In this code, you are trying to solve this 1D heat transfer equation:

$$\frac{\partial u}{\partial t} = \alpha \frac{\partial^{2} u}{\partial x^{2}}$$

If you use discrete Fourier transform (DFT) on $u(x,t)$ and discretized $x$ values of $x_{i}$ where $0 \leq i \leq N$ and $x \in [0,L]$ and $x_{i} = \frac{i}{N}L$ and $k_{i} = \frac{2 \pi i}{L}$, you have:

$$\tilde{u}(k_{m},t) = \sum_{n=0}^{N} u(x_{n},t) e^{-i x_{n} k_{m}}$$

and

$$u(x_{n},t) = \sum_{m = 0}^{N} \tilde{u}(k_{m},t) e^{i x_{n} k_{m}}$$

The first assumption here is that $u$ is periodic.

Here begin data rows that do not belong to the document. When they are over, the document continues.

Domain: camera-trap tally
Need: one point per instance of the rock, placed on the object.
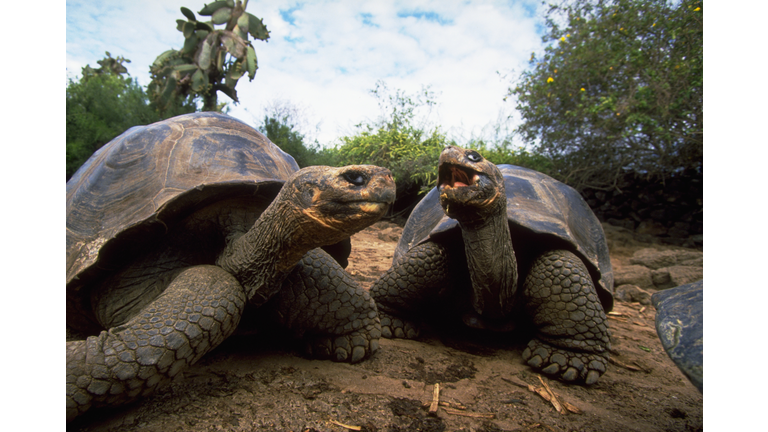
(391, 234)
(690, 258)
(653, 258)
(671, 268)
(661, 278)
(680, 326)
(633, 275)
(632, 293)
(651, 227)
(681, 275)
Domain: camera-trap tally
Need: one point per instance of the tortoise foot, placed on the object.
(393, 327)
(570, 366)
(350, 348)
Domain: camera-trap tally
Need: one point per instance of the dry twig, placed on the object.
(470, 414)
(345, 426)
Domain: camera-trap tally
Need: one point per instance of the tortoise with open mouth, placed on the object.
(504, 248)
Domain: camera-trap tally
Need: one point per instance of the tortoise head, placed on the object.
(341, 201)
(471, 187)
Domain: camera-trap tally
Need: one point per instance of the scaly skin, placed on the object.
(203, 304)
(200, 309)
(572, 334)
(558, 296)
(322, 302)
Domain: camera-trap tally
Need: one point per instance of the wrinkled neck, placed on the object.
(491, 263)
(261, 258)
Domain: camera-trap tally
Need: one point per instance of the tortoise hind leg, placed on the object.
(321, 302)
(197, 311)
(402, 291)
(572, 337)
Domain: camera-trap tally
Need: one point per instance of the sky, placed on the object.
(324, 57)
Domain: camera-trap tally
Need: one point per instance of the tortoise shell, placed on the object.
(134, 187)
(536, 204)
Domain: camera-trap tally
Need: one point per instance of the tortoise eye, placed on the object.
(355, 177)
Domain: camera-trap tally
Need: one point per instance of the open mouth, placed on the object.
(451, 175)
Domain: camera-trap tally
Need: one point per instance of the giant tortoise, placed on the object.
(680, 326)
(177, 229)
(503, 248)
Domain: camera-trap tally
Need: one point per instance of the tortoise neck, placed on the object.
(261, 258)
(491, 263)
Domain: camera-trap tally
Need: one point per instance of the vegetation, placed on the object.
(101, 105)
(396, 141)
(212, 60)
(281, 127)
(618, 89)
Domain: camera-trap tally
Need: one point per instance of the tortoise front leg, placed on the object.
(322, 302)
(572, 334)
(198, 310)
(402, 291)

Because:

$$u(x_{n}+L,t) = \sum_{m=0}^{N} \tilde{u}(k_{m},t) e^{i x_{n} k_{m}} e^{i L k_{m}} = \sum_{m=0}^{N} \tilde{u}(k_{m},t) e^{i x_{n} k_{m}} e^{i 2 \pi m} = u(x_{n},t)$$

So, you have this transformed governing equation as:

$$\frac{d \tilde{u} (k,t)}{dt} = -\alpha k^{2} \tilde{u}(k,t)$$

You can discretized this equation by using Forward Euler method as:

$$\tilde{u}(k,t+\Delta t) = \tilde{u}(k,t) + \Delta t (-\alpha k^{2} \tilde{u}(k,t))$$

You know that: $u(x,0) = \sin(x)$, so you have $\tilde{u}(k,0)$. So keep in mind in this scheme you don't see the boundary conditions explicitly cause they are hidden in the assumtpion of DFT that $u$ must be periodic.